Anne Taggard says she was completely surprised when she broke her right hip seven years ago.

"I was on my porch and my neighbor called me," the 92-year-old told HuffPost. "I was just turning around to talk and I fell against the cement step."

Then last year, Taggard was caught off guard again. She was trying to make her way around a bush in her driveway when she fell, this time fracturing her left hip.

According to the Centers for Disease Control, more than 280,000 people aged 65 and older were hospitalized for hip fractures in 2007 alone, and the Mayo Clinic estimates that about 80 percent of hip fractures in that age group occur in women. A new study, published Monday in the Archives of Internal Medicine, stresses the potential danger of such injuries, suggesting that hip fractures greatly increase the risk of early death in women.

Researchers looked at the health outcomes of almost 10,000 female participants in a study of osteoporotic fractures, zeroing in on more than 1,000 people (including Taggard) with hip fractures. They found that among those aged 70 to 79, a hip fracture doubled the risk of death within one year of the injury. Women aged 65 to 69 had five times greater the risk -- as well as continued higher risk of death up to 10 years after the injury.

"In previous studies, it wasn't clear if that increased risk was because of other conditions -- heart disease, cancer, cardiovascular disease," said Dr. Erin LeBlanc, an investigator with the Kaiser Permanent Center for Health Research and the study's lead author. "This shows it's the hip fracture itself, and not just underlying health conditions, that can increase risk of death."

To make that determination, researchers relied on a subset of data on women aged 80 and older who had fractured a hip but were otherwise in excellent health. They were three times more likely to die than their counterparts with no injury, eliminating the possibility that it was simply general poor health that led to increased mortality risk.

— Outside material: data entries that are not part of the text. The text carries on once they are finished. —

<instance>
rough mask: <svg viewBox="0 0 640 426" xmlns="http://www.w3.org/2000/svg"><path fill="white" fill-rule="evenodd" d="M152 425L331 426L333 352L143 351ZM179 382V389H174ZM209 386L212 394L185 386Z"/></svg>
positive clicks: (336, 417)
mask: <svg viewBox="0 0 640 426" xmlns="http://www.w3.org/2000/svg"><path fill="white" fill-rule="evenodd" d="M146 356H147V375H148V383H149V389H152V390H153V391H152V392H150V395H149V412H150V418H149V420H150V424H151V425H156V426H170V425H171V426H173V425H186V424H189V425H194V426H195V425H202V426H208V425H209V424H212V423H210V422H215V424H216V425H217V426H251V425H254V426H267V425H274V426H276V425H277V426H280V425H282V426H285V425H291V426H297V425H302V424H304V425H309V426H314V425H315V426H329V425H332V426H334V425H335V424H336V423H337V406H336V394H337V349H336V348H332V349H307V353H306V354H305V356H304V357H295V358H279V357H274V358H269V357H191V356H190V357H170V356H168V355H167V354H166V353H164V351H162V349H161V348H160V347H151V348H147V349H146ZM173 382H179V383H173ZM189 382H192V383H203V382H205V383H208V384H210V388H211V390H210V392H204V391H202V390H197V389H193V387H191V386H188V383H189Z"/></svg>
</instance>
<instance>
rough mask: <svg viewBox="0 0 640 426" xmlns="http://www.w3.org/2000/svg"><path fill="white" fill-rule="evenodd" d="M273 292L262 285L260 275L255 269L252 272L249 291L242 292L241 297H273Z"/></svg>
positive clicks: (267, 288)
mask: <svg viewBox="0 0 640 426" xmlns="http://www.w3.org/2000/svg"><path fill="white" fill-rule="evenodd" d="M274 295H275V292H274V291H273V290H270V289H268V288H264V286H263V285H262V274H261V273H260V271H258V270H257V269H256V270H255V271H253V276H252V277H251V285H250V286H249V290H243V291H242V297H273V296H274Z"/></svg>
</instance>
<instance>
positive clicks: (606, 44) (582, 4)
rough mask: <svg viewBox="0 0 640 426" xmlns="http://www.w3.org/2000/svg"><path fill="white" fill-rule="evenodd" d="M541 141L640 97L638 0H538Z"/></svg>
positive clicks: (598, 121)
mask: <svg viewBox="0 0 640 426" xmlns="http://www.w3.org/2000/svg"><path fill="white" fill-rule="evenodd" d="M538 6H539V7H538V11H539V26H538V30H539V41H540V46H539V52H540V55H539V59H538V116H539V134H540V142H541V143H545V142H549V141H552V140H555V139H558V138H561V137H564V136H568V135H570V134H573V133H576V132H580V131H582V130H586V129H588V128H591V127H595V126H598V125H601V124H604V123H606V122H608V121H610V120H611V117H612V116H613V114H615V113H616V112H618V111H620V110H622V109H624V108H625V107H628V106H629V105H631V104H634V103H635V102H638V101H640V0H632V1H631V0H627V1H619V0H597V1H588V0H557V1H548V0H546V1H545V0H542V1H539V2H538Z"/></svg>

According to LeBlanc, understanding exactly why hip fractures might, in and of themselves, increase the chance of short-term death risk was beyond the scope of this study. But she did offer a hypothesis:

"What we think is likely happening -- really in the first three months [after an injury] -- has something to do with the surgery, the immobilization and hospitalization," LeBlanc said. "There's also increased risk of dying from infection, but more generally, it could have to do with the stress of the whole event."

She added that women should in no way see hip fractures as a death warrant, but should be even more aware of the need to prevent them.

LeBlanc suggested women aged 65 and older get bone density scans to determine their risk for osteoporosis -- the thinning of bone tissue, which impacts one out of five American women over the age of 50 and is among the biggest risk factors for hip fracture. She added that women should make sure they're getting enough calcium, vitamin D and plenty of exercise.

For those like Taggard, who have already broken a hip, LeBlanc said the new study stresses the importance of getting good, continued medical care post-injury. She also recommended at-home fixes, like making sure you have no-slip carpets and keeping things at a level where you don't have to reach for them, which can lead to falls.

For her part, Taggard -- who said she is otherwise in good health -- has adjusted to life post-injuries. She now uses a walker and is more aware of how she maneuvers around her surroundings.

"People should be cautious," she said. "I made quick movements that I shouldn't have been making. I think maybe I should have been more deliberate in my movements."